Understand your Readers
To achieve the goals of your document, you must pursue the following four tasks:
Determine your audience (the readers)
Know the purpose of your writing, the goals you want your writing to achieve
Understanding your role as writer and how it should be reflected in your writing
Determining the content by considering the readers perspective and the purpose of your writing.
Basic Parts of the Composing Process:
1. Analyzing the situation
The first step in composing to analyze the situation. You need to know why you need to write, what is the purpose of the document, what situation or problem has led to the necessity of your writing this document. Then you need to consider your readers.
2. Choosing/discovering content
Select the content for your document based on your purpose, what tour reader needs and how you think your reader perceives the subject.
3. Arranging content
As you collect the content, begin arranging it to better present the content. You can arrange content by placing material in "stacks", which can be used as a resource when you begin writing.
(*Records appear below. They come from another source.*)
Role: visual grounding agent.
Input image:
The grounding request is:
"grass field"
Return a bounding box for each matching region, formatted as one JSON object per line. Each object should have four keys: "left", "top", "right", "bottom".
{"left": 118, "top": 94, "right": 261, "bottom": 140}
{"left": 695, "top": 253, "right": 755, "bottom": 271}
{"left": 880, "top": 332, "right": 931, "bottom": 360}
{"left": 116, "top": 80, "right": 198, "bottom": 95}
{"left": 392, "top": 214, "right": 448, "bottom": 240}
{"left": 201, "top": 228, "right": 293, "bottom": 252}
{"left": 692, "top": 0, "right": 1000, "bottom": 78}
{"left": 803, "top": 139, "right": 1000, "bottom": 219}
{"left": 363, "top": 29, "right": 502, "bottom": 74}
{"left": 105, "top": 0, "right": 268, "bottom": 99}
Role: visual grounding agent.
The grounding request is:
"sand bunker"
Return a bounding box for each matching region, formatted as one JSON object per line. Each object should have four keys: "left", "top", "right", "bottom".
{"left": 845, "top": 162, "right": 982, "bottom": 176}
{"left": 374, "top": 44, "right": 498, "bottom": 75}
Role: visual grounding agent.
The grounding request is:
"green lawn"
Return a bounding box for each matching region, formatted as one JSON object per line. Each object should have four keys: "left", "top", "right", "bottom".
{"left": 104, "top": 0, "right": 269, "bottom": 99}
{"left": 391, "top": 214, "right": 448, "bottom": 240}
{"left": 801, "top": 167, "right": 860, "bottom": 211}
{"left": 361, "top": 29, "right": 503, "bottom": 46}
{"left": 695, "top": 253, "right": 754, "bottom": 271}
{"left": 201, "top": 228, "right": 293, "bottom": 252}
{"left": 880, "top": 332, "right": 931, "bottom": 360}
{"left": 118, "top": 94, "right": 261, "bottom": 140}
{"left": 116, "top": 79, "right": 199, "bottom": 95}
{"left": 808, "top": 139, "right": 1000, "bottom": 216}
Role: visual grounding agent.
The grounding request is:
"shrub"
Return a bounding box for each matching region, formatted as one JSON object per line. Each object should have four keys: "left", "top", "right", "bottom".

In memos for example, the essential information is placed on the top so that the readers read the most important part of the document before they stop reading. On the other hand, reports begin with an introduction followed by a summary of the report.
4. Drafting
Drafting refers to actually writing the words of the paper. As part of the writing process, you will write multiple drafts of your paper. Each rough draft improves upon the previous one. The final draft is simply the last draft that you submit.
5. Revising
Revising helps finding out errors, grammatical mistakes etc before publishing the document. You may need to revise several times and focus on different issues based on logic, completeness, style, visuals and document design.
6. Editing the finished draft
It is generally preferred to keep a habit of performing several "edits" for any documents: one for mechanics - spelling, usage, punctuation, and sentence structure. One to focus on the document as a whole. Another to focus on citing sources and giving credit of all information you have used. In this way you can focus one edit at a time and have less chance of missing any error.